Pulmonary arterial hypertension (PAH) is a pathological hemodynamic condition defined as mean pulmonary arterial pressure (mPAP) at rest \({>}25\) mmHg, measured by gold standard - right heart catheterisation (RHC) [12]. Pulmonary arterial hypertension can originate in lungs, heart, pulmonary artery and blood, and eventually leads to right heart failure or death. Standard diagnostic procedure requires clinical evaluation, non-invasive imaging and right heart catheterisation [8].

However, some patients do not receive RHC as part of their diagnostic routine and this may be related to lack of training or the potential perception of RHC invasive risk, especially in the pediatric population [13]. This phenomenon increases the possibility of incomplete diagnosis, which diminishes the effect of targeted therapies [4]. In reality, echocardiography and catheterisation are usually conducted in separated labs. In order to combine the hemodynamic information provided by RHC and echocardiography, in our work, we explored the possibility of incorporating catheter-based data prediction, specifically, mean pulmonary artery pressure (mPAP) and pulmonary vascular resistance (PVR), into routine echocardiography diagnosis.

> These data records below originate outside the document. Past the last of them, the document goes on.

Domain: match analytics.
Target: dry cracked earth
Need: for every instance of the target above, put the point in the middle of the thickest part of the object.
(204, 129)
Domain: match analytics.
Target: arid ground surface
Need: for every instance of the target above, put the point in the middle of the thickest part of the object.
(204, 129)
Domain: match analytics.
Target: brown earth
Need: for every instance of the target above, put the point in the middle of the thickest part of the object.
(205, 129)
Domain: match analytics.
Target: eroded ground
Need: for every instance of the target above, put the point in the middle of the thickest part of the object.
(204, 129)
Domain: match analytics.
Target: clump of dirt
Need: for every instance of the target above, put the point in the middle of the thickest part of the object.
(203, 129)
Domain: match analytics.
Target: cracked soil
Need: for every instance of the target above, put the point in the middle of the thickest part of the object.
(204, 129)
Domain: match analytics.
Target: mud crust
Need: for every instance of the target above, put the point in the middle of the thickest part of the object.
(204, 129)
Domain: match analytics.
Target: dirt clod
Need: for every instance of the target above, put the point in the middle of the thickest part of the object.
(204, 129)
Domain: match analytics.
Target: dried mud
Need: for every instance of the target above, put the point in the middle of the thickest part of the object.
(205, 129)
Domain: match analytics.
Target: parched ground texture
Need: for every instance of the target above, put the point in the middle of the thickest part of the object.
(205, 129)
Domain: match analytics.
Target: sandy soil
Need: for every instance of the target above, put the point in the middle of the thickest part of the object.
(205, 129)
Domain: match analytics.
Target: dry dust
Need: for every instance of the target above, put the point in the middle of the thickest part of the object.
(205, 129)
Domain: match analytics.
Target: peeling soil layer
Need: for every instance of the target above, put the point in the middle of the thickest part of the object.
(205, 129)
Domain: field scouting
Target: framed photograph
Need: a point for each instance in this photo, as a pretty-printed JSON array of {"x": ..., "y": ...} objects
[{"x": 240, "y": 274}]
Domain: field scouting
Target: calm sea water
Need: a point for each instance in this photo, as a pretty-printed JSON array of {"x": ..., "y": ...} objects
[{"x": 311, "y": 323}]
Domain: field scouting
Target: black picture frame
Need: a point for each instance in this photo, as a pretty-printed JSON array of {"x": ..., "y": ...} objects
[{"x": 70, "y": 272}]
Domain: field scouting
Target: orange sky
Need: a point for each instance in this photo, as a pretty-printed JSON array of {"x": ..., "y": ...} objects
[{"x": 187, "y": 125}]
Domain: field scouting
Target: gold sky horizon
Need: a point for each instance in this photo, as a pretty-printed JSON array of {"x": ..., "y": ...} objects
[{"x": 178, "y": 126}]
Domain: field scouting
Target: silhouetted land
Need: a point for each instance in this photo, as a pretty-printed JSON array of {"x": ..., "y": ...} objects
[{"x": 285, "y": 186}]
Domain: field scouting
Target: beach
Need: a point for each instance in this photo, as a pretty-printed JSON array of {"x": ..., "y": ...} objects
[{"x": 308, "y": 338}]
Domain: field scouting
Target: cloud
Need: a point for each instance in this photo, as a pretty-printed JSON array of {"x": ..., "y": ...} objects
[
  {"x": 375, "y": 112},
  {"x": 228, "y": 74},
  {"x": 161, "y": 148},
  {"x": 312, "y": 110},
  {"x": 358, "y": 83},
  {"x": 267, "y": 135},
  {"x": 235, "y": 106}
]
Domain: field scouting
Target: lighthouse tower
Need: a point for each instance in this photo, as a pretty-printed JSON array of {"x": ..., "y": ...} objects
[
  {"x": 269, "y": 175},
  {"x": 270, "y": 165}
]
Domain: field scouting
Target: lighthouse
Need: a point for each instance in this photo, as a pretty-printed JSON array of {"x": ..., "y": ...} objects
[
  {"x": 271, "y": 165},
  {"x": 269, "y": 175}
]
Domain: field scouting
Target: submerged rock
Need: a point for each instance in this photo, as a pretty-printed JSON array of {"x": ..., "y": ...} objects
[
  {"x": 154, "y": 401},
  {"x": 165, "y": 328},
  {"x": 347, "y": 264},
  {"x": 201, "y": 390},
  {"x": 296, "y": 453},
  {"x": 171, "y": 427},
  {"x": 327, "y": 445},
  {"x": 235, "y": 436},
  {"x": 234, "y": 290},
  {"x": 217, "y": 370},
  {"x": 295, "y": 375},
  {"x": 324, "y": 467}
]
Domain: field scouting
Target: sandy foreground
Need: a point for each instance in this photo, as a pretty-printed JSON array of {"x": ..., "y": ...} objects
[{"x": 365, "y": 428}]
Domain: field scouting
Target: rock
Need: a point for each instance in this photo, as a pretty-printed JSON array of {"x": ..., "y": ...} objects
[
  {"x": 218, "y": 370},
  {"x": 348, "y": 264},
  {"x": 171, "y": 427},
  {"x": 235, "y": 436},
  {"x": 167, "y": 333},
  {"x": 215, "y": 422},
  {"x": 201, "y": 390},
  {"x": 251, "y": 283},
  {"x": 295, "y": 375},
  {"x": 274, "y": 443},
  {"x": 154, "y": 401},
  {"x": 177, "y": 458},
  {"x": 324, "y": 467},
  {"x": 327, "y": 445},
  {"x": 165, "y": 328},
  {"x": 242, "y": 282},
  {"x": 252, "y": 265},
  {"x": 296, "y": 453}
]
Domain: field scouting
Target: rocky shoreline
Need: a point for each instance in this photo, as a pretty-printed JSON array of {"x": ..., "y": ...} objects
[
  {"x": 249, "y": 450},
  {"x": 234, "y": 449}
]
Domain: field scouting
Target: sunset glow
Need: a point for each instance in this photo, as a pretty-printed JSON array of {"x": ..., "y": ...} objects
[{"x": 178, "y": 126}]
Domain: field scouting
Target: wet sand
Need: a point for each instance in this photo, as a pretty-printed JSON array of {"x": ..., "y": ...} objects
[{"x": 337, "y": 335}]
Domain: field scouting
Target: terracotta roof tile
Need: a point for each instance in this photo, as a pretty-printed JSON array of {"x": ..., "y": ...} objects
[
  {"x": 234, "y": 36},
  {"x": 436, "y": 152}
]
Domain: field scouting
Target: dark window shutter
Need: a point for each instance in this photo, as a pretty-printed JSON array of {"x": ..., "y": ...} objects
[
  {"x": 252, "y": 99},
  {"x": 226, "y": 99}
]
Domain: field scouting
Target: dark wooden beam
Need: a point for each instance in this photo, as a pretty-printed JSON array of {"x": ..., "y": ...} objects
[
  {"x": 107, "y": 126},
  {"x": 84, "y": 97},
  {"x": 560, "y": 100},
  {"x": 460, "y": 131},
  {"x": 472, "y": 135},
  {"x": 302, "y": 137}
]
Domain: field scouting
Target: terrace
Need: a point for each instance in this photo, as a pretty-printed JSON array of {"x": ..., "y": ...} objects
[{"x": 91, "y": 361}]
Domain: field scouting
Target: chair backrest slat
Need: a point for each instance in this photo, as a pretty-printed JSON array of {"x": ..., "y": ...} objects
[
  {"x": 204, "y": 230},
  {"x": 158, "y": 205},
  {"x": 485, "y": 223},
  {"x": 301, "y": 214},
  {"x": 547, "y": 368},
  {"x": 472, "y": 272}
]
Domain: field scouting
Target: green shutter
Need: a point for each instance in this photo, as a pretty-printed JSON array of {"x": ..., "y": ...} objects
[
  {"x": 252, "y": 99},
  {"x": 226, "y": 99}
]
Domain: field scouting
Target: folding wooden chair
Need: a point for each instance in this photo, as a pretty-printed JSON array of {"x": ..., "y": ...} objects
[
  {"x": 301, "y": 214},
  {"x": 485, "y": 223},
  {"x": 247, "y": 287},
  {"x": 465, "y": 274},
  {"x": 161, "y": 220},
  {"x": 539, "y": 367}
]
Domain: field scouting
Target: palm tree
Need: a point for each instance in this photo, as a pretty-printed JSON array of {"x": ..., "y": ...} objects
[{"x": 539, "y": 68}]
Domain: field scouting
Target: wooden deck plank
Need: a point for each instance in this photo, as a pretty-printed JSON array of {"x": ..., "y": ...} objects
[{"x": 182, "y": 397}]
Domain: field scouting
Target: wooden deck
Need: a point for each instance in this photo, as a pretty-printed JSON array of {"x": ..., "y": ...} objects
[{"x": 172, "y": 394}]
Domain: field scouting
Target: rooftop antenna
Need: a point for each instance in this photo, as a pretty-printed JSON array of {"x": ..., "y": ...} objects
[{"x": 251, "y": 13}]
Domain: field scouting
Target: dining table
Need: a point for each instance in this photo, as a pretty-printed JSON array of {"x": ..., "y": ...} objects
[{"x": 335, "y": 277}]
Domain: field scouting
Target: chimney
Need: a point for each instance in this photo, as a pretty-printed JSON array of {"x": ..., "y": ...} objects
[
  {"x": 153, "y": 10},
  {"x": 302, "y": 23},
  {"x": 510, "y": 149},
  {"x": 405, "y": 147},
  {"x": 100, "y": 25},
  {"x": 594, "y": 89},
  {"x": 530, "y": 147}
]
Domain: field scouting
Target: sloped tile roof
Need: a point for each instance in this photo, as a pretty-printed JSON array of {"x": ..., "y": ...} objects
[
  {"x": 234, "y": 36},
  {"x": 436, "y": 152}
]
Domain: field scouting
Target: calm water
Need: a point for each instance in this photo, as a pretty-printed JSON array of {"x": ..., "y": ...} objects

There exists very simple ways to estimate PVR [11] and mPAP [3] but most of them only rely on one or two echocardiographic measurements, which largely propagates measurement uncertainty to prediction and constrains their usage under different physiological conditions. Recently, with the advance of machine learning techniques, data-driven algorithms demonstrated good performance in cardiac tasks [5]. Besides, numerical modeling of pulmonary circulation also showed the ability to assess hemodynamic values non-invasively [9]. In our work, we used a simplified cardiac lumped model which can be easily personalised from clinical data in order to simulate cardiac indicators. In addition, machine-learning based regression methods were also tested for their prediction power.

2 Methods

2.1 Data Presentation

Our retrospective dataset was collected from the records of Nice University Hospital in 123 patients with known or suspected pulmonary hypertension. Echocardiography-based cardiac indicators, such as ejection fraction, end-diastolic left and right ventricular volumes, were extracted by an experienced cardiologist. Complete or incomplete catheterisation measurement records (44% received both echocardiography and catheterisation within 48 h) are available for all the patients (see detailed data description in Table 1Footnote 1). Specifically, RAP in echocardiography data is estimated from inferior vena cava (IVC) diameter and its respirophasic variations, which leads to an ordinal value with possible values from {5,10,15,20}. sPAP is then calculated by \(sPAP = 4 * TRV_{max}^2 + RAP\), where \(TRV_{max}\) refers to tricuspid regurgitation maximum velocity. In our analysis, records of 95 patients were included. The other 28 records were discarded because of lack of catheter measurement.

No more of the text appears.